The University of Sheffield
Department of Computer Science

COM6519 Cloud Computing

Summary

Cloud computing offers virtual, scalable, shared computing resources via a network, as a utility service. This module introduces the concepts of cloud computing, explaining why business is moving to the cloud, and teaches technologies involved in consuming and providing services in the cloud, including remote deployment, single sign-in, metered consumption, data security and service composition. Students should be aware that there are limited places available on this course.

Session Spring 2021/22
Credits 15
Assessment

Coursework consisting of a team interim report, a team final report accompanying the delivered software and an individual evaluation questionnaire.

Lecturer(s) Dr Anthony Simons
Resources
Aims This unit aims to...
  • develop an understanding of cloud computing at the infrastructure, platform and software service levels and articulate why it is an attractive paradigm for business;
  • develop the practical skills necessary to solve technical problems in order to design, develop and deploy software services on a cloud platform, and to integrate services with related services in a software service ecosystem;
  • develop the personal and technical skills necessary to work productively as part of a team, delivering a large software project to staged deadlines, and to evaluate the work of other teams.
Objectives

By the end of the unit, a candidate will...
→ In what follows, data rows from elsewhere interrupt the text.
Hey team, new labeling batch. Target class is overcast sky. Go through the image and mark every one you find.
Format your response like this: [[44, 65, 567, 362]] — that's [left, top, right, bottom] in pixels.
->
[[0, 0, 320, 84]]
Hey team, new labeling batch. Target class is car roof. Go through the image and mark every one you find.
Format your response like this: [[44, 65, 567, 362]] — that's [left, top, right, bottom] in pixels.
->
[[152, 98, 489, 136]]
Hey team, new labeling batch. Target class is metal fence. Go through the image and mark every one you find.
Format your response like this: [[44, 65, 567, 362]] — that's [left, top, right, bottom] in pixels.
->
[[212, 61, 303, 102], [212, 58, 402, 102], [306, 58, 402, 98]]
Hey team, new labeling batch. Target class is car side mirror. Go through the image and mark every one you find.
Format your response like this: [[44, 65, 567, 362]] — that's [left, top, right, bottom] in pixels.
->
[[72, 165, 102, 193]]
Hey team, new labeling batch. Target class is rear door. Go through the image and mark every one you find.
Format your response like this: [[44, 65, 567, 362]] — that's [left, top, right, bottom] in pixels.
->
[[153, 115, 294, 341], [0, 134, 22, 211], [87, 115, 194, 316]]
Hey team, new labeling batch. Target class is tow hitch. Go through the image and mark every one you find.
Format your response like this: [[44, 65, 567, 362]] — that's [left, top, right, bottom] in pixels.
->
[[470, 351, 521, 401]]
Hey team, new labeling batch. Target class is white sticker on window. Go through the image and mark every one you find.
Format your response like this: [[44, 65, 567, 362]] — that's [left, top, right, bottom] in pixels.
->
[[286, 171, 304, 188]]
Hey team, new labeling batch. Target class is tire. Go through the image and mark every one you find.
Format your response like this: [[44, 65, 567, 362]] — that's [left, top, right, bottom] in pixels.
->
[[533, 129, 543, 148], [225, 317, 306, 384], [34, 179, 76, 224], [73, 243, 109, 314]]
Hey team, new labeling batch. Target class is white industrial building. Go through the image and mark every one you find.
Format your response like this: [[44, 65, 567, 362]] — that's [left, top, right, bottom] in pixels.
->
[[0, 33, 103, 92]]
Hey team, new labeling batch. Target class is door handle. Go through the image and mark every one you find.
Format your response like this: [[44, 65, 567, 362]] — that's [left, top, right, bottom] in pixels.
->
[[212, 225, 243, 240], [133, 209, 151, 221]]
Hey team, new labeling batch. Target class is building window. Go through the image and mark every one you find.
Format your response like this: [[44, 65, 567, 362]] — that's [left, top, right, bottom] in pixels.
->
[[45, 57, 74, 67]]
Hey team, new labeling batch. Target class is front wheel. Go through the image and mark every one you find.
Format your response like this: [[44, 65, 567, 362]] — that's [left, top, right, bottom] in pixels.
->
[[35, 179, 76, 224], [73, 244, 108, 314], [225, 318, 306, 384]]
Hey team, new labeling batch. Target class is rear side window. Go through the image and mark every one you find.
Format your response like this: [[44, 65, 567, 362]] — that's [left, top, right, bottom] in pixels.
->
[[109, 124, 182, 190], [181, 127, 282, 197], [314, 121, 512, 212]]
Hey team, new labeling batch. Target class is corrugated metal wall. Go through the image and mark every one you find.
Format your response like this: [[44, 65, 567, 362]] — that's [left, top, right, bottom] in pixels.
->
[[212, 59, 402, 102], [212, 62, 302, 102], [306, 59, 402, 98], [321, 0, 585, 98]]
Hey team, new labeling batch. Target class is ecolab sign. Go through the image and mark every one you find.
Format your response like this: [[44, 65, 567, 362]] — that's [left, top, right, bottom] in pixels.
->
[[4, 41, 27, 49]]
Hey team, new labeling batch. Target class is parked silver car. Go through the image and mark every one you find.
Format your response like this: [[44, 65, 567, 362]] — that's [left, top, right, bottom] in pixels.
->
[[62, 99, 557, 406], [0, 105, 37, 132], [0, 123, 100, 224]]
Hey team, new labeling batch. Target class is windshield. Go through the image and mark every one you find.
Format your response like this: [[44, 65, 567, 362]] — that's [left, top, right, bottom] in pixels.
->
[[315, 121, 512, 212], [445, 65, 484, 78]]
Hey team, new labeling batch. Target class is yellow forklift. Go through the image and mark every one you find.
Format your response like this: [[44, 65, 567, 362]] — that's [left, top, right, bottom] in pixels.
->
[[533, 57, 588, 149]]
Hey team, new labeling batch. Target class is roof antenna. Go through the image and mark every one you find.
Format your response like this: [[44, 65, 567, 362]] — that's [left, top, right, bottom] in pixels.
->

  • understand the difference between elastic, virtualised cloud computing and other kinds of Internet-enabled distributed computing, or map-reduce grid computing;
  • understand the architecture of the cloud stack, including the infrastructure-, platform-, and software-as-a-service levels, and be familiar with major providers of these offerings;
  • understand the choice of database engine underlying a cloud software service, including deep storage, block storage, key-value storage and relational storage;
  • understand the choice of technologies used to connect cloud software services, including message queueing services and publish-subscribe models;
  • understand contracts in the cloud, including subscription and metered usage payment models, and monitoring service-level agreements for adaptation and recovery;
  • understand the rapidly developing range of technologies involved in constructing cloud services, including container and orchestration software, single sign-in and metering;;
  • understand the range of technologies involved in delivering web-based software services, such as WSDL and SOAP, REST, JSON and XML, or rich-client applications with AJAX;
  • understand the architectural components involved in hosting a web-based software service, such as web-servers, application-servers, database servers and client machines;
  • have collaborated in a team to design and develop a novel software service, as part of a wider software service ecosystem;
  • have deployed their team’s software service to a cloud platform, taking security, scalability and load-balancing into account;
  • have published their team’s software service in some internet-enabled registry and repository system, so that it is accessible by other teams;
  • have evaluated the work of another team against the project requirements;
  • have worked productively in a team, either as a manager or delegate with responsibilities to the rest of the team.
Content
  • What is cloud computing?
  • The business case for the cloud;
  • Cloud service models (IaaS, PaaS, SaaS);
  • Cloud platforms, eg Azure, OpenStack, Heroku;
  • Web services and internet protocols;
  • Container and orchestration technologies;
  • Authentication and metering technologies;
  • SQL and NoSQL data storage options;
  • Service-oriented architectures;
  • Message queues and brokers;
  • Quality, pricing and service level agreements;
  • Security in the cloud;
  • Cloud service ecosystems
Restrictions The maximum number of students allowed on the module is 104.
Teaching Method The teaching method is by lectures, supported by laboratory classes where students may engage with the various technologies under supervision before completing their group project.
Feedback

Students get verbal feedback from the lecturer in response to their questions about designing a cloud platform and software services. Student teams receive the marked interim report back within 2-3 weeks of the submission deadline with strong feedback on what is good/poor about their suggested design.  Student teams receive peer feedback on the quality of their final systems, after completing the automated testing questionnaire, and receive feedback on their final report, in terms of a checked list of features on the coversheet.  The class receives email feedback from the lecturer covering the main points done well and less well.

Recommended Reading
  • Thomas Erl. Cloud Computing: Concepts, Technology and Architecture, Prentice Hall, 2013.
  • Michael J Kavis. Architecting the Cloud: Design Decisions for Cloud Computing Service Models, John Wiley, 2013.
  • John Rhoton. Cloud Computing Explained: Implementation Handbook for Enterprises, Recursive Press, 2013.
  • Bernard Golden. Amazon Web Services for Dummies, John Wiley, 2013.
  • John Rhoton, Jan de Clercq and David Graves. Cloud Computing Protected: Security Assessment Handbook, Recursive Press, 2013.